Our case study of tournaments shows that the need to verify our models with data is an important and interesting future direction for ComSoc. Working to verify these models can point the way to new domain restrictions or necessary model generalizations. There has been more data driven research, like the kind presented here, thanks to PrefLib Mattei and Walsh (2013) and other initiatives, e.g., Goldman and Procaccia (2014); Tal et al. (2015) ; we hope this trend continues. This research complements the existing research on axiomatic characterizations, worst case complexity, and algorithmic considerations (see, e.g., Davies et al. (2011); Skowron et al. (2013); Goldsmith et al. (2014)). While there are some issues with using repurposed data and discarding context (see, e.g., the discussion by John Langford of Microsoft Research about the UCI Machine Learning Research Repository at http://hunch.net/?p=159) it is a start towards a more nuanced discussion about mechanisms and preferences.
Results about preference or domain restrictions can lead to elegant algorithmic results, but these restrictions should be complemented by some evidence that the restrictions are applicable. For example, in the over 300 complete, strict order datasets in PrefLib Mattei and Walsh (2013), none are single-peaked, a popular profile restriction in voting Faliszewski and Procaccia (2010). Untested normative or generative data models can sometimes lead us astray; if we use self reported data from surveys, or hold out data which does not fit our preconceived model, we may introduce bias and thus draw conclusions that are spurious Regenwetter et al. (2006); Popova et al. (2013). Our study of tournaments makes unrealistic assumptions about model completion in order to produce deterministic tournaments.

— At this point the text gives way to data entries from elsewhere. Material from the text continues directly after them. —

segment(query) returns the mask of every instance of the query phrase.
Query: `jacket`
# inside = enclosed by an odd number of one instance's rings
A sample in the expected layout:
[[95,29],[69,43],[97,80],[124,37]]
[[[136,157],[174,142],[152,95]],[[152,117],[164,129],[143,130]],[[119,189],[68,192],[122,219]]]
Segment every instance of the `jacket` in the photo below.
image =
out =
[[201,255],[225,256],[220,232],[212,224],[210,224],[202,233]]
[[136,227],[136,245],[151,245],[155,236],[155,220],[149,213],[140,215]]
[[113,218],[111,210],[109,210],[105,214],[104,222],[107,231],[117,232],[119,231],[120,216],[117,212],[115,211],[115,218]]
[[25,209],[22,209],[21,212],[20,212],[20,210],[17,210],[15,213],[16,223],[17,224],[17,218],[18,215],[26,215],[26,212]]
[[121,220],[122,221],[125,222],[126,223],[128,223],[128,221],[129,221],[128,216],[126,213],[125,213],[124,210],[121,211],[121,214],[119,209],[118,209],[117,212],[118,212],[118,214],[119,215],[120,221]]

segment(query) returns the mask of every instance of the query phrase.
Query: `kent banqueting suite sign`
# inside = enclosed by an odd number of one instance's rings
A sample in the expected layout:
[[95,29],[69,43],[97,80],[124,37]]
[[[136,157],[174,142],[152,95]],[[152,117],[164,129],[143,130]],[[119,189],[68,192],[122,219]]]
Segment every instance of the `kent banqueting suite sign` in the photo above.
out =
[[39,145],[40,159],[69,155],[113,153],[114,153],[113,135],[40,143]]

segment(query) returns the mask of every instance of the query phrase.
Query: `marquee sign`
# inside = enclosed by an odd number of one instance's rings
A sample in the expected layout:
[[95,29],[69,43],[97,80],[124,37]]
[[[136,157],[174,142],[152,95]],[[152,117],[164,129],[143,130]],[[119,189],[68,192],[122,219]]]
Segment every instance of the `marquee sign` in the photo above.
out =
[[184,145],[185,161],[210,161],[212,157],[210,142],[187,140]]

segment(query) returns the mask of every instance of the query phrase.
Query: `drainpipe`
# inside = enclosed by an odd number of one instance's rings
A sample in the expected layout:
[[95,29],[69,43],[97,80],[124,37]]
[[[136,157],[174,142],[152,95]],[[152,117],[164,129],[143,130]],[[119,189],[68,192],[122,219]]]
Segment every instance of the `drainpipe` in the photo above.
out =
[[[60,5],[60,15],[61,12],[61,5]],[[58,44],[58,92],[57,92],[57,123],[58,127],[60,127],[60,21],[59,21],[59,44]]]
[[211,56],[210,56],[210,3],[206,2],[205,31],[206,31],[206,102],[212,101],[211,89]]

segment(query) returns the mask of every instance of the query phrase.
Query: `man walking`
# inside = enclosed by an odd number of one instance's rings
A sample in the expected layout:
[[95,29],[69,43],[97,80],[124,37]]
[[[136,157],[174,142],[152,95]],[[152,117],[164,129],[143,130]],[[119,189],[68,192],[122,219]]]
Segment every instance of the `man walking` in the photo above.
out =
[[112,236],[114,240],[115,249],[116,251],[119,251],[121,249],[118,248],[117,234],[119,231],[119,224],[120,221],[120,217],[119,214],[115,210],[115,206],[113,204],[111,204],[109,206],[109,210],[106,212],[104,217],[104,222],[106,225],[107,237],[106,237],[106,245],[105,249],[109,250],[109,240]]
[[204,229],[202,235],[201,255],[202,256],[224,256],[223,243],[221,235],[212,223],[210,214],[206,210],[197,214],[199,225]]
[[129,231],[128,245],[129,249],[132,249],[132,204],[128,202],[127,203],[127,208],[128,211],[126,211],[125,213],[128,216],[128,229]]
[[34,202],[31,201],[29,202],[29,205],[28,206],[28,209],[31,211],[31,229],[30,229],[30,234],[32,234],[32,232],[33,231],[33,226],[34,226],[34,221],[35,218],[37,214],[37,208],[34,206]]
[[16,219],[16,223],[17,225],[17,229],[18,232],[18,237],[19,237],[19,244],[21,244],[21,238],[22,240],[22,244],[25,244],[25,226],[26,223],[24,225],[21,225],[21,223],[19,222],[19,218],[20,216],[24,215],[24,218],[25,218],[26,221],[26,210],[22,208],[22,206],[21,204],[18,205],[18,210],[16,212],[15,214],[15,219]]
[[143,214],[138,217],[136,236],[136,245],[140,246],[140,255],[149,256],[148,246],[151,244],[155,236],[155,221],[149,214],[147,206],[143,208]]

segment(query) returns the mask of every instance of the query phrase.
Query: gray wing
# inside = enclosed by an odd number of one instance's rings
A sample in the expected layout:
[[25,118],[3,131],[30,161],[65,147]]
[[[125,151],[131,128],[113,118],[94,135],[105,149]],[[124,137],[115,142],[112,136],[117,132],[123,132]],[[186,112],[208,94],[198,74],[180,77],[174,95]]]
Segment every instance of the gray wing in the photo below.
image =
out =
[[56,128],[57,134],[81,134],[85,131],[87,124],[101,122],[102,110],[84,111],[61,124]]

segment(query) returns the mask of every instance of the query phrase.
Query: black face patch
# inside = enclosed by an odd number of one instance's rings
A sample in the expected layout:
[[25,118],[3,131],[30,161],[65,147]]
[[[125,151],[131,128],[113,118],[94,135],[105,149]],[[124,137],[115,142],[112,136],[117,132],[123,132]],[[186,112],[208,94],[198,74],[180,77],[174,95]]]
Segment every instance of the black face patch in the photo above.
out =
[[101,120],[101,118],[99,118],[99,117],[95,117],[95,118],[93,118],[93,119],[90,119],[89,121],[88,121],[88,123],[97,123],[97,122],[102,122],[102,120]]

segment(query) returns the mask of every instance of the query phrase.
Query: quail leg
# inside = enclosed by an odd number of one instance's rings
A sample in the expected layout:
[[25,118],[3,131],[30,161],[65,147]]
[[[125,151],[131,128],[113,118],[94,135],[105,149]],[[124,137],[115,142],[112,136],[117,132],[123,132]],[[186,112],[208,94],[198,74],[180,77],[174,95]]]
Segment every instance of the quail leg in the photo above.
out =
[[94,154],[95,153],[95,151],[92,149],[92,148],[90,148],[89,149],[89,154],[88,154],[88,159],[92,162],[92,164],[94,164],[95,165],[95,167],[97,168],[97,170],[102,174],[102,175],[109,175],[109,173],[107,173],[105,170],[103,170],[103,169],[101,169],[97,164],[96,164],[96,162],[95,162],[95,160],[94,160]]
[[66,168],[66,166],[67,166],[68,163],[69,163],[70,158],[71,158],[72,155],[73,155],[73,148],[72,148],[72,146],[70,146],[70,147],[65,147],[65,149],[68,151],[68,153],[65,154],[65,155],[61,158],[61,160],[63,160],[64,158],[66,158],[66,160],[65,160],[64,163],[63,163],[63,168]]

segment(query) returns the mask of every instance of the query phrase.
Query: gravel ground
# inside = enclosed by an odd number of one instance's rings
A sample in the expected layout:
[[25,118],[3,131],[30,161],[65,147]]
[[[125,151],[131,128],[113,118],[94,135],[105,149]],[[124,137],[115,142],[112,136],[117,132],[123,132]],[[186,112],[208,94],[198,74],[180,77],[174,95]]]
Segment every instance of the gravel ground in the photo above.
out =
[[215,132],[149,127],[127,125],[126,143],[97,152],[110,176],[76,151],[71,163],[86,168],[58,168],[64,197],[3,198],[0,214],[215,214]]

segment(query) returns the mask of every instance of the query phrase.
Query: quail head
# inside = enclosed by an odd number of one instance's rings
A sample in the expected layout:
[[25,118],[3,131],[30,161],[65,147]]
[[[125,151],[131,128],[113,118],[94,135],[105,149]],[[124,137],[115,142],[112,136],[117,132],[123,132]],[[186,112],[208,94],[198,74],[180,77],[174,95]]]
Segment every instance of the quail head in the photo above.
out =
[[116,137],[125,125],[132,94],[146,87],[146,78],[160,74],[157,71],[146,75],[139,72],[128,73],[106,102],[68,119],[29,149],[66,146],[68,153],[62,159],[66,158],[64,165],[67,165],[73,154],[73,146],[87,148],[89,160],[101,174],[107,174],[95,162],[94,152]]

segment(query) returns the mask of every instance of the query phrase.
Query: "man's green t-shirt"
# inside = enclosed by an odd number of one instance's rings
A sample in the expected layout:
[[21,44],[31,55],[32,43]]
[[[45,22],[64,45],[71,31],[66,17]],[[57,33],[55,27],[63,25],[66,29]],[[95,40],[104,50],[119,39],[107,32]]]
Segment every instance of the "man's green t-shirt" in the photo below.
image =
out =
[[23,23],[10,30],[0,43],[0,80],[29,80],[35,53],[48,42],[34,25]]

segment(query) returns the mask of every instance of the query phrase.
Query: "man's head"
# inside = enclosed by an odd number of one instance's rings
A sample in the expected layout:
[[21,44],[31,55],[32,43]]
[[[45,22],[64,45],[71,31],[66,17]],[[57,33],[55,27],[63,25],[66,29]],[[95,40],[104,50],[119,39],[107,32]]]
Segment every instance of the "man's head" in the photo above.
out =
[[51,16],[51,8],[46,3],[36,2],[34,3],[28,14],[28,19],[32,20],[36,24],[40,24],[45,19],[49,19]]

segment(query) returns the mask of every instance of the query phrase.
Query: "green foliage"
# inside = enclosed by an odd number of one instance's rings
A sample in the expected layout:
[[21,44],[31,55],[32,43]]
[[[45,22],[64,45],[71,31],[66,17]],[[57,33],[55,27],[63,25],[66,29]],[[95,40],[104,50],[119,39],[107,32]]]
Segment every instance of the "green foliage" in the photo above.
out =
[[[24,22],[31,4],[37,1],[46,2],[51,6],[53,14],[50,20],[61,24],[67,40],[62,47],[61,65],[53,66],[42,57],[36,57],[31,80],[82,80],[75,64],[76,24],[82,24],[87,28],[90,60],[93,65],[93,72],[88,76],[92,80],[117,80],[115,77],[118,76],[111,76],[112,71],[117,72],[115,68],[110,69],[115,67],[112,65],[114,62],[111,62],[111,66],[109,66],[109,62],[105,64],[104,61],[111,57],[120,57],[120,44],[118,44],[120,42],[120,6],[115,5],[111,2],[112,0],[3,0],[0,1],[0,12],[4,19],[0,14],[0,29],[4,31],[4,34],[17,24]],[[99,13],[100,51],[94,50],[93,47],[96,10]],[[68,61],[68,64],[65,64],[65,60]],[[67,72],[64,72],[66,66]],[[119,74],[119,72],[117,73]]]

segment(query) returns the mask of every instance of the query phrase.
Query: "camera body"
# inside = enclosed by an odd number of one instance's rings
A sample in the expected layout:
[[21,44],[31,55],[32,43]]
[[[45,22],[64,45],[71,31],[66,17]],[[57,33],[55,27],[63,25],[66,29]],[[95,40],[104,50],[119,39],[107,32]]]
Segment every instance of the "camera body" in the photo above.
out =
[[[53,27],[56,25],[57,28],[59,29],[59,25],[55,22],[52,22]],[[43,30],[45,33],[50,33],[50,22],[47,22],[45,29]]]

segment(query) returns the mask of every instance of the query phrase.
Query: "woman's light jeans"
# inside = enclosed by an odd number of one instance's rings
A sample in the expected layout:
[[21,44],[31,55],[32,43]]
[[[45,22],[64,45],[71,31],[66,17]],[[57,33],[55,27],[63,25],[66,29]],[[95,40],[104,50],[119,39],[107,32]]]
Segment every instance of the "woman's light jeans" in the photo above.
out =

However, even these simple rounding rules yield instances that are much simpler than the worst case results would imply.
Perhaps one way forward for ComSoc is incorporating even more ideas from experimental economics Kagel and Roth (1995) including the use of human subjects experiments on Mechanical Turk Mason and Suri (2012); Crump et al. (2013) like those performed by, e.g., Mao and Suri (2013) and Mao et al. (2013). Work with human subjects can lead to a more refined view of strategic behavior and inform more interesting and realistic models on which we can base good, tested theory Thompson et al. (2013); Tal et al. (2015).
We would like to thank Haris Aziz for help collecting data and insightful comments. Data61/CSIRO (formerly known as NICTA) is funded by the Australian Government through the Department of Communications and the ARC through the ICT Centre of Excellence Program.